24 O sırada tekne kıyıdan bir hayli uzakta dalgalarla boğuşuyordu. Çünkü rüzgar karşı yönden esiyordu.
But the boat was already a long way from shore, buffeted by the waves, for the wind was contrary.
25 Sabaha karşı İsa, gölün üstünde yürüyerek onlara yaklaştı.
And in the fourth watch of the night he came toward them, walking upon the sea,
26 Öğrenciler, O'nun gölün üstünde yürüdüğünü görünce dehşete kapıldılar. “Bu bir hayalet!” diyerek korkuyla bağrıştılar.
but when the disciples saw him walking upon the sea, they were terrified. "It is a phantom," they said, and cried out for fear.
27 Ama İsa hemen onlara seslenerek, “Cesur olun, benim, korkmayın!” dedi.
But at once Jesus spoke to them, "Courage," he said, "it is I. Fear not."
28 Petrus buna karşılık, “Ya Rab” dedi, “Eğer sen isen, buyruk ver suyun üstünden yürüyerek sana geleyim.”
Peter answered, "Master, if it is you, bid me come to you upon the water."
29 İsa, “Gel!” dedi. Petrus da tekneden indi, suyun üstünden yürüyerek İsa'ya yaklaştı.
"Come," said Jesus. Then Peter got down from the boat and walked on the water to go to Jesus.
30 Ama rüzgarın ne kadar güçlü estiğini görünce korktu, batmaya başladı. “Ya Rab, beni kurtar!” diye bağırdı.
But when he saw the wind, he was afraid, and as he began to sink, he cried out, "Master, save me!"
31 İsa hemen elini uzatıp onu tuttu. Ona, “Ey kıt imanlı, neden kuşku duydun?” dedi.
At once Jesus stretched out his hand and caught hold of him, saying to him. "O little faith! What made you doubt?"
32 Onlar tekneye bindikten sonra rüzgar dindi.
Then as they climbed into the boat the wind grew weary,
33 Teknedekiler, “Sen gerçekten Tanrı'nın Oğlu'sun” diyerek O'na tapındılar.
and the men in the boat fell upon their knees before him, saying, "You are, indeed, the Son of God."

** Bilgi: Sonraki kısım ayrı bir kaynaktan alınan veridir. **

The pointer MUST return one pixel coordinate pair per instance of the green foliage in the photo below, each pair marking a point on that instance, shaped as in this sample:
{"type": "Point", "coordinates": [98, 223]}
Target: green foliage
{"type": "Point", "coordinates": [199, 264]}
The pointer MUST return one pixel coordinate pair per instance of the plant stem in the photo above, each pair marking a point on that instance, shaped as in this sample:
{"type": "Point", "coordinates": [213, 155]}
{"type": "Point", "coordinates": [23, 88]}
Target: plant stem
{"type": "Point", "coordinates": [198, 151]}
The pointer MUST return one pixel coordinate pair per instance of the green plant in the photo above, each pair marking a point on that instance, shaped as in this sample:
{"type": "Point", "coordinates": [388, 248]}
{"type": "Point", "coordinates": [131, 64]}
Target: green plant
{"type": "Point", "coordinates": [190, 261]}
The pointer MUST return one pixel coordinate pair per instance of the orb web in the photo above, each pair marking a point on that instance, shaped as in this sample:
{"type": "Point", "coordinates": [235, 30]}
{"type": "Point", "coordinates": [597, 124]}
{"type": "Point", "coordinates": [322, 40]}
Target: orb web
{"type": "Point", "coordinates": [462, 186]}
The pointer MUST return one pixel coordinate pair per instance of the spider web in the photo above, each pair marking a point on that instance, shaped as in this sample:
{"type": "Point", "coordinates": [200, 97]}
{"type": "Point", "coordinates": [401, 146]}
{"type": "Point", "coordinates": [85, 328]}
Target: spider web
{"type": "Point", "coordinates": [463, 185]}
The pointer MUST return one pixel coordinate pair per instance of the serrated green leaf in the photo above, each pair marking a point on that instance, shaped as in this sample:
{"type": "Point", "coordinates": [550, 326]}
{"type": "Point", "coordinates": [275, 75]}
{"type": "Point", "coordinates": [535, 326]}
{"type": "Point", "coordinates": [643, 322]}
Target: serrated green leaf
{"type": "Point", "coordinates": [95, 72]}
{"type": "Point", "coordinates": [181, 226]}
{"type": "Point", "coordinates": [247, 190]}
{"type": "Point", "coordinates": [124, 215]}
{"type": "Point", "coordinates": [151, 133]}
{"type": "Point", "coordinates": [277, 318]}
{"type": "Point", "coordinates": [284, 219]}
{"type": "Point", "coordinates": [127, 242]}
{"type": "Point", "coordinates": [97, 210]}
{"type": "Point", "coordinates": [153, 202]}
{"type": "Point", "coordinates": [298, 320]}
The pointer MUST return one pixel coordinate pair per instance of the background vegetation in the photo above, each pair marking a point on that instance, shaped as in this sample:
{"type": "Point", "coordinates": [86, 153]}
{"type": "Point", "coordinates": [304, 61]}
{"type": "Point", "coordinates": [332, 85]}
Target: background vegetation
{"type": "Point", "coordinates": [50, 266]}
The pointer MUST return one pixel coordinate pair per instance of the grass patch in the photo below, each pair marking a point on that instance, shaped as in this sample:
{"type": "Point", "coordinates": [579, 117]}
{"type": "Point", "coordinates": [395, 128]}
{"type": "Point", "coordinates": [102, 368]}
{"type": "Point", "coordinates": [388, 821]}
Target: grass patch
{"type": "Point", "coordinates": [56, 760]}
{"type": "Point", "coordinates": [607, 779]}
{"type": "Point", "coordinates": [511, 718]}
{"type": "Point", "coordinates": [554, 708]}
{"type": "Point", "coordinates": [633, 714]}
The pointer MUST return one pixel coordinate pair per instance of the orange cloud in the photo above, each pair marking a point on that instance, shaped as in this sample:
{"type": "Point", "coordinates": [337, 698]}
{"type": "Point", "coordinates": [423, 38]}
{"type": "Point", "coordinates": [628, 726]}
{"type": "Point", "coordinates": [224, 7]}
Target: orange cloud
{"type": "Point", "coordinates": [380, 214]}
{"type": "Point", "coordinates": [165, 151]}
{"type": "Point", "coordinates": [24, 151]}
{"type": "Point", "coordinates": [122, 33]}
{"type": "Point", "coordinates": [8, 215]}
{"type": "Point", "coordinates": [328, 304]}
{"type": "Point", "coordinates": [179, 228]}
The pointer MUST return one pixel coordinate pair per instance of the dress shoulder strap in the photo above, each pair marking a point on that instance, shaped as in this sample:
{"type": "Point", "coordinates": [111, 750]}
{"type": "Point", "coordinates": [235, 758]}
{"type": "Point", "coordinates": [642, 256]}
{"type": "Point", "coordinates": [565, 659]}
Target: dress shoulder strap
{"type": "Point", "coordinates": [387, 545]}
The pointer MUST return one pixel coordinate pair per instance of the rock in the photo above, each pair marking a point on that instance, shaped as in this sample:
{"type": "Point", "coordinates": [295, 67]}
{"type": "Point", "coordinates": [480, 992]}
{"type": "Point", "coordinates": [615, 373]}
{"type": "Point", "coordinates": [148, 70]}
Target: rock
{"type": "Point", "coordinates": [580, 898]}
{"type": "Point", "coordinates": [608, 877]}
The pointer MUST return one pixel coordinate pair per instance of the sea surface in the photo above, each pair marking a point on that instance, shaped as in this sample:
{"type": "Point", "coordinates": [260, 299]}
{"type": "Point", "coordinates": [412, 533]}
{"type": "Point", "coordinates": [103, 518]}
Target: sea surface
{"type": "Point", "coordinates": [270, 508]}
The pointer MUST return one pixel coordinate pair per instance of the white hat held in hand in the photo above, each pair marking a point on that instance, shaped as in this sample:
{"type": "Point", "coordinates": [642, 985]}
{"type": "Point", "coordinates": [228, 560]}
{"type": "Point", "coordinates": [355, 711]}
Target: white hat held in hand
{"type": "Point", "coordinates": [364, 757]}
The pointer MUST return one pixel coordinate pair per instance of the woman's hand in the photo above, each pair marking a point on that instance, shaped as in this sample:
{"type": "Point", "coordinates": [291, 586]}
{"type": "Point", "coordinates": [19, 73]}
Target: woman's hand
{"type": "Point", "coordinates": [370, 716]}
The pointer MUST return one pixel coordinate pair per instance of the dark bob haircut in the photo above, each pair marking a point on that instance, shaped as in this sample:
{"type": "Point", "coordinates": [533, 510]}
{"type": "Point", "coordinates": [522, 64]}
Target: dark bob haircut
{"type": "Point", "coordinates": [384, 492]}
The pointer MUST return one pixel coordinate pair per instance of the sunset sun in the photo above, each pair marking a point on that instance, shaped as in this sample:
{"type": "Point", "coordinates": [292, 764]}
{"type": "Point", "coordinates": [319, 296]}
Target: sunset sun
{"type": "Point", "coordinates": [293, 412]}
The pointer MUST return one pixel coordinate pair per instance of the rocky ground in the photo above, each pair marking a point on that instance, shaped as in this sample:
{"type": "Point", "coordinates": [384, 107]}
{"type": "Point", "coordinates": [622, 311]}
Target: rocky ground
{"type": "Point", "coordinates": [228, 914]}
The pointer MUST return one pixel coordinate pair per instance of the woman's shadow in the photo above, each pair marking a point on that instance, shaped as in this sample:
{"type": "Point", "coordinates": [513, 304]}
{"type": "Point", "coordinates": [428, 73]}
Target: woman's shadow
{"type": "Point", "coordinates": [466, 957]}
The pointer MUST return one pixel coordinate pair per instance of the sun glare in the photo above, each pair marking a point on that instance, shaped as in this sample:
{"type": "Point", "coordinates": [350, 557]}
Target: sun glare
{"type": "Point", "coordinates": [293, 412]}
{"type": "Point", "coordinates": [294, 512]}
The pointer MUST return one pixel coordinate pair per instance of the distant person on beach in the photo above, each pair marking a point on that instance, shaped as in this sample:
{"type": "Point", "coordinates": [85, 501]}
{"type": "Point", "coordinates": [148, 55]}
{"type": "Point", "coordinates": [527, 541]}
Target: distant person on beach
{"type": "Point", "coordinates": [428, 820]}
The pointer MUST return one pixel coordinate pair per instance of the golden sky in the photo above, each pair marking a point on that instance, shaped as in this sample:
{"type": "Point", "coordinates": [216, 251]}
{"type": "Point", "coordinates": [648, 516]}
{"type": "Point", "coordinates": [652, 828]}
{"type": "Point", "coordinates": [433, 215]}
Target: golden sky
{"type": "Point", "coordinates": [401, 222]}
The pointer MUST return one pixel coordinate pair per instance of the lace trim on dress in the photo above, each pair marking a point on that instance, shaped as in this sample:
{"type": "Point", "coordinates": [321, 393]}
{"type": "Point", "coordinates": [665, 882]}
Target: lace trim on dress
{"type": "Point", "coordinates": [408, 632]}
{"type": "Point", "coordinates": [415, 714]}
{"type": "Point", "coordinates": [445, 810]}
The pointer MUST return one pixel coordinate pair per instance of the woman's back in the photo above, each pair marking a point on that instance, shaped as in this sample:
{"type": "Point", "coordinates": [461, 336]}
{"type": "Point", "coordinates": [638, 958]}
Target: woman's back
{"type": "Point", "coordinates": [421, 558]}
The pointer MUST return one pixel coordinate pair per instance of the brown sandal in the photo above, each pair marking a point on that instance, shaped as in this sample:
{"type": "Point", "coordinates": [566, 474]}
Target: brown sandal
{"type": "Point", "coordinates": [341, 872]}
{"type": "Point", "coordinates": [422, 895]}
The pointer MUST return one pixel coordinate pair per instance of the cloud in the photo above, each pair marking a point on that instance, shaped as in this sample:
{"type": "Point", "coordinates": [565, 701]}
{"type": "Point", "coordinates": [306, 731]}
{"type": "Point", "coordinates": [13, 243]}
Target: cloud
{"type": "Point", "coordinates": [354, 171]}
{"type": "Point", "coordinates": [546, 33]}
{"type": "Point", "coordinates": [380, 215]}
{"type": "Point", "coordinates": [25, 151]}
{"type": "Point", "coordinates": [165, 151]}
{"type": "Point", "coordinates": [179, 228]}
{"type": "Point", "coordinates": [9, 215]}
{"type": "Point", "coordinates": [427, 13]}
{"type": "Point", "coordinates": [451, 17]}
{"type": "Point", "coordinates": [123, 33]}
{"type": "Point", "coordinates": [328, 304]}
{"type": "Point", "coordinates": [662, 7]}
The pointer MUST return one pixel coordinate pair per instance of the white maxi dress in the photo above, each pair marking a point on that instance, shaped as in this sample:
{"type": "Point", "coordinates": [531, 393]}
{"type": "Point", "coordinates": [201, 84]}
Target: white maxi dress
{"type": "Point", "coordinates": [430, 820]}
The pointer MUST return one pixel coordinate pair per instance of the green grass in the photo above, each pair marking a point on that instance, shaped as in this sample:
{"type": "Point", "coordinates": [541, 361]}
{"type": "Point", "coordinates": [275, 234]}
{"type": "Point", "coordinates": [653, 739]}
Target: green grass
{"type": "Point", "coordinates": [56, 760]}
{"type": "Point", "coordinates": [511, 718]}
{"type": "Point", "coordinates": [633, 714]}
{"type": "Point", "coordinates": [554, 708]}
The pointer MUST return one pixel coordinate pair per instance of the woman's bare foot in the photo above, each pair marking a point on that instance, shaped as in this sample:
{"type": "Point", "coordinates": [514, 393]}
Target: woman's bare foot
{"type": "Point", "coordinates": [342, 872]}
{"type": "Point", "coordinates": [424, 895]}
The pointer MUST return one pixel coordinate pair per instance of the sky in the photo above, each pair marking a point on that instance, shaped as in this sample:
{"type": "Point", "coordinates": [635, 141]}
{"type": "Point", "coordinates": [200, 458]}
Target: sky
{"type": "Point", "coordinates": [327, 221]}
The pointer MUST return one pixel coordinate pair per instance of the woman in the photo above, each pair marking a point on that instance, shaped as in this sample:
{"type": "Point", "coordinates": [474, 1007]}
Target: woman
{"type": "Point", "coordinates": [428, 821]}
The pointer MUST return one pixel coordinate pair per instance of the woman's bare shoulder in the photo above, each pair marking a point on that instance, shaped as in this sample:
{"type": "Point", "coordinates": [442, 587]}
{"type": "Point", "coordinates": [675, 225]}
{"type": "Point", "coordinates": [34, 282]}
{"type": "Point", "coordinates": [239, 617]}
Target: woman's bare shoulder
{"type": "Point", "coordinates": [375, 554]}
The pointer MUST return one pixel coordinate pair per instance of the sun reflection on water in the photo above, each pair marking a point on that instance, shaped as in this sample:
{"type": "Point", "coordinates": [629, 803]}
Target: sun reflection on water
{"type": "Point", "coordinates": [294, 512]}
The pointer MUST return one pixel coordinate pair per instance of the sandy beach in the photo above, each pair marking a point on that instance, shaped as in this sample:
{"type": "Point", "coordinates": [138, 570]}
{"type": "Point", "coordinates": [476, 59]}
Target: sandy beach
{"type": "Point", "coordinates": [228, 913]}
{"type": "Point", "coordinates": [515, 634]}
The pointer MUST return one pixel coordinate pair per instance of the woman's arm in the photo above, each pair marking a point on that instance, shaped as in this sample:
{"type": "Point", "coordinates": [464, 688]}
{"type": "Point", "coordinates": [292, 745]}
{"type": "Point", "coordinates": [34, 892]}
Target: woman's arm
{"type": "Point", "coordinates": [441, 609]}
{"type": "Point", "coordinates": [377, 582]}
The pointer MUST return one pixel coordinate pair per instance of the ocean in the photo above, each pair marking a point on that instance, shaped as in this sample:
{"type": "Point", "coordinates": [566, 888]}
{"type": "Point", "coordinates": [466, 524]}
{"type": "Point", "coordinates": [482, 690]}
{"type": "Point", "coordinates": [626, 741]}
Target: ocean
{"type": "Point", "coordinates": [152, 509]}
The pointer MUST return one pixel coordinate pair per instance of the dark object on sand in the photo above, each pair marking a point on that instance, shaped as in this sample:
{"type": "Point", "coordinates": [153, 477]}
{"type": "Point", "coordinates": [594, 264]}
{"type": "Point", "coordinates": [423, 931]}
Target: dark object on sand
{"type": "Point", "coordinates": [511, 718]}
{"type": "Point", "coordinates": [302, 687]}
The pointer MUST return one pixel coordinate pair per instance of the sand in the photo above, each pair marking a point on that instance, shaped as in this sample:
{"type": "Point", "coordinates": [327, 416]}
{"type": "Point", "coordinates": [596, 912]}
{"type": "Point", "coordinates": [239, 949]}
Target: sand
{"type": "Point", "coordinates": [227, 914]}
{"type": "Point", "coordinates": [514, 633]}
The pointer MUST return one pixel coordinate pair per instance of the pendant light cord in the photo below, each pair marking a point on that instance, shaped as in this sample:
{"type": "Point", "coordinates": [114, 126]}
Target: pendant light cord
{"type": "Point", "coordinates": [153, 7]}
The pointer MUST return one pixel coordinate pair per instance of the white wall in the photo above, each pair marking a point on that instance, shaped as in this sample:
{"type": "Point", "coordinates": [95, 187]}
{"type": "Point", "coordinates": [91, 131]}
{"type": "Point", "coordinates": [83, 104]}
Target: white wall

34 Gölü aşıp Ginnesar'da karaya çıktılar.
Then they crossed over and came to land at Gennesaret;
35 Yöre halkı İsa'yı tanıyınca çevreye haber saldı. Bütün hastaları O'na getirdiler.
and when the men of that country recognized him, they sent into all the country round about, and brought to him all the sick,
36 Giysisinin eteğine bir dokunsak diye yalvarıyorlardı. Dokunanların hepsi iyileşti.
and kept begging him to let them touch the tassel of his cloak - and all who touched were completely cured.